Самоуверенный Гор полагает, что самое простое — решить всё это разом. Дефицит ещё не коснулся, как видно, его главной добродетели: самовлюблённости. Поэтому он следует проторенными им самим, проверенными путями. То есть, для начала подменяет противоречивое понятие «бестелесный бегемот» — названием «Четвёртый Путь». Для места действия же, отправной и конечной точки всех путей, четвёртые они или десятые, известной всем обжорки, он подбирает эвфемизм «Пятый Рим». Место, таким образом, очищено, можно приступать к смерти главного героя… И вот, отхлёбывая из кружки местное пиво, Гор диктует себе окончание своей хроники так:
— По истечении года Амлед испрашивает у короля Марка — вот для чего Марк не сразу переселяется в бестелесное царство Артура! — разрешение на путешествие и отправляется на родину. По прибытию в Ютландию он поит гостей дяди до полусмерти, обжигает на открытом огне крючья, сцепляет ими пьяниц друг с другом, а также — свой меч с ножнами, но гвоздём, затем спокойно поджигает крышу и взыскивает с Фенгона кару, причитающуюся за убийство отца. Будучи при этом и сам убит. Мораль: он заставил нас недоумевать — чего в нём было меньше, храбрости или ума… Пожалуй, мораль стоит того, чтобы её записали дважды.
— Повремени-ка, — останавливает Гора Амлед. — Из сказанного тобою следует, что увечья и смерть суть лучшие средства излечения от всех болезней души и тела. Но это ведь не твоя, а моя мысль. Твоя же мысль: таким средством является любовный напиток, я прекрасно это помню. Теперь ты скрываешь её, не упоминаешь о напитке вообще… Кстати, я помню также, что ты и раньше говорил о нём очень осторожно. Скажем, ты утаил его рецепт, а в хронику подсунул вместо рецепта способ его употребления. Больше того, ты подсунул эпитет, поэтическую блёстку вместо рецепта, эвфемизм! Точно так же ты поступил и с рецептом китайской взрывчатки. Что там, ты подсунул вместо рецептов СРАВНЕНИЕ, ты сравнил одно с другим! У тебя на табличке нацарапано: «сердце Изольды взорвалось с грохотом, подобно порошку, называемому несведущими людьми китайским». И всё. Между тем — по твоему же утверждению — все эти презренные поэтические приёмы присущи мне. Не тебе, творцу эпических саг, а мне, лирическому скальду. Что ж это значит? Это значит, ты меня обираешь, ты лишаешь мой образ контуров, мяса, тела. Ты — предатель, это уже установлено, но… не вор ли ты вместе с тем? Ты покушаешься на мою жизнь, на моё бессмертие, эпик, вместо того, чтобы зафиксировать меня навечно в человеческой памяти, в назидание потомкам! Ведь когда и я потеряю реальные очертания, подобно твоему мифическому бегемоту, единственной реальностью останется твой текст — только он, и ничего больше!..

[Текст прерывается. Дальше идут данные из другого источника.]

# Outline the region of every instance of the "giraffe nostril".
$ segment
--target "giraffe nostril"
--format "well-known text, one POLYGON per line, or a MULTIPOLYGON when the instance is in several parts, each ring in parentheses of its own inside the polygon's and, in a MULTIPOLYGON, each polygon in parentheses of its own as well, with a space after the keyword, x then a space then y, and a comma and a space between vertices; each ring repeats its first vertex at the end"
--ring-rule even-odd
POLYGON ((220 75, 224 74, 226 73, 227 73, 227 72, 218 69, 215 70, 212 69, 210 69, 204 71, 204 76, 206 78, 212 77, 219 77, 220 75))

— Ну да, таким образом моя хроника станет литературным фактом, — не без самодовольства подтверждает Гор. — А это более значительный факт, чем какие-то рецепты, чем… промышленное использование открытий. Предсказываю: непонятый, этот факт принудит всех позднейших авторов комментариев выбрасывать Гамлета, как предмет в повествовании вполне лишний, с корабля, плывущего ещё в Англию… Принудит не впускать его в Британию вообще. Что касается другого предмета комментариев, самой хроники, то у хроники, как и у её двойника жизни, автора нет. Если не считать автором Бога.